\# BVV241 Tokenizer Benchmarking \& Frozen Embedding Sets



A research resource for cross-model Unicode-centric tokenization, \*frozen embedding\* LMs, and experimentation on the emergence of semantics and modular model fusion.



\## About This Repository



This repo provides:



\- Scripts, notebooks, and raw files for construction and benchmarking of \*Unicode-based tokenizers\* with n-gram/Wikipedia statistical enrichment,

\- Precomputed, \*\*L2-normalized, frozen embedding matrices\*\* (for direct plug-in as nn.Embedding),

\- Tools for building hybrid vocabularies (Unicode + bigram/trigram extensions + SOTA token string intersection),

\- Live benchmarking and visualization pipelines (SOTA vs custom models, t-SNE, BLEU/MMLU/ARC),

\- \*\*HuggingFace Hub\*\* integration, with all resources.



---



\## 📊 Benchmarks \& Research Notebooks

\*\*\_tokenizer-benchmarking-t-sne.ipynb\*\*



— Visualizes token/embedding distribution via t-SNE, comparing BVV tokenizers with SOTA baselines.



\*\*\_models\_benchmarking.py, \_models\_benchmarking.plot.ipynb, \_models\_benchmarking.code.ipynb\*\*



— Scripts and notebooks to benchmark models (BLEU, MMLU, ARC) using these tokenizers \& embeddings versus SOTA tokenizers.



\*\*\_n-gramms-from-wiki.ipynb\*\*



— Extraction of frequent n-grams from Wikipedia to fill Unicode private ranges, enriching token coverage.

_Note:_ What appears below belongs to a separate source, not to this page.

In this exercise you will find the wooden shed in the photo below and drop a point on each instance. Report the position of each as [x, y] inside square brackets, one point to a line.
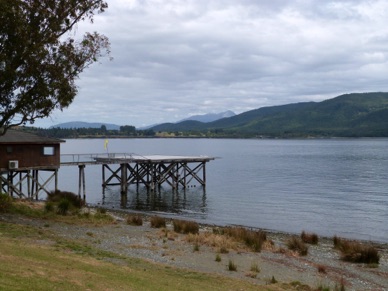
[22, 156]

\*\*\_tokenizer-builder-\*.ipynb\*\*



— Complete construction logic for each tokenizer/embedding variant.



\## 🗂️ File Structure

\### File/Notebook	Purpose

\_tokenizer-benchmarking-t-sne.ipynb	- t-SNE visualizations of token space and embedding overlap



\_n-gramms-from-wiki.ipynb	- Extracting n-grams for vocab extension



\_n-gramms-2-3-4-5.txt (etc)	- Precomputed n-gram lists (for reproducible vocab)



\_n-gramms-intersection.txt	- Common token strings across SOTA tokenizers



\_tokenizer-builder-\*	- Jupyter code for building each tokenizer/embedding set



\_models\_benchmarking.\*	- Benchmark scripts, plots, example use in LM evaluation



normalized\_embeddings\_weights.pt	- Main embedding matrix for each tokenizer version





\## Tokenizer and Embedding Variants



\### 1. \[bvv241-2-3]

\- \*\*Unicode plane\*\* (0–65535): All single Unicode codepoints (monograms).

\- \*\*Private/unused Unicode ranges\*\*: Wikipedia bigrams/trigrams.

\- \*\*Vocabulary\*\*: 65,536 tokens; \*\*Embedding\*\*: 1024-dim, L2-normalized, frozen (\*\*no semantics\*\*).

\- Suitable for: \*Baseline Unicode LM research, non-semantic embedding experiments.\*



\### 2. \[bvv241-max]

\- \*\*Unicode monograms\*\* + bigrams/trigrams + \*intersection of token strings\* across SOTA models (o200k\_base, cl100k\_base, Mistral-Nemo, DeepSeek-R1, etc).

\- \*\*Vocabulary\*\*: 131,072 tokens; \*\*Embedding\*\*: 1024-dim, frozen.

\- Suitable for: \*Unified tokenizer/embedding research; plug-and-play fusion across SOTA models.\*



\### 3. \[bvv241-nemo]

\- Vocabulary of Mistral-Nemo SOTA model with frozen \*surface-level\* (non-semantic) embeddings.

\- \*\*Vocabulary\*\*: 131,072; \*\*Embedding\*\*: 1024-dim, frozen.

\- Suitable for: \*Direct Mistral-Nemo token/embedding comparison.\*



\### 4. \[bvv241-abs]

\- As `bvv241-max`, but \*\*embedding size 4096\*\*.

\- Suitable for: \*Experiments on scaling embedding space.\*



\*\*All embedding matrices:\*\* L2-normalized, \*fixed/frozen\*, contain \*\*no semantic information\*\*.



\## ⚗️ Research Scope \& Scientific Context

\## Purpose:



These resources enable:



Investigation into semantic emergence when training transformers with fixed, non-semantic ("surface-level") embeddings.



Plug-and-play modular/MoE experiments: plug-in new "experts" or fuse LMs trained with different tokenizations, since embeddings are structurally identical and fixed.



Exploration of Unicode-standardized, reproducible vocabularies for multilingual and cross-model pipelines.



Scientific novelty:



These embeddings are never trained, encode no semantic information, and are suitable for research into meaning arising solely in transformer layers above embedding.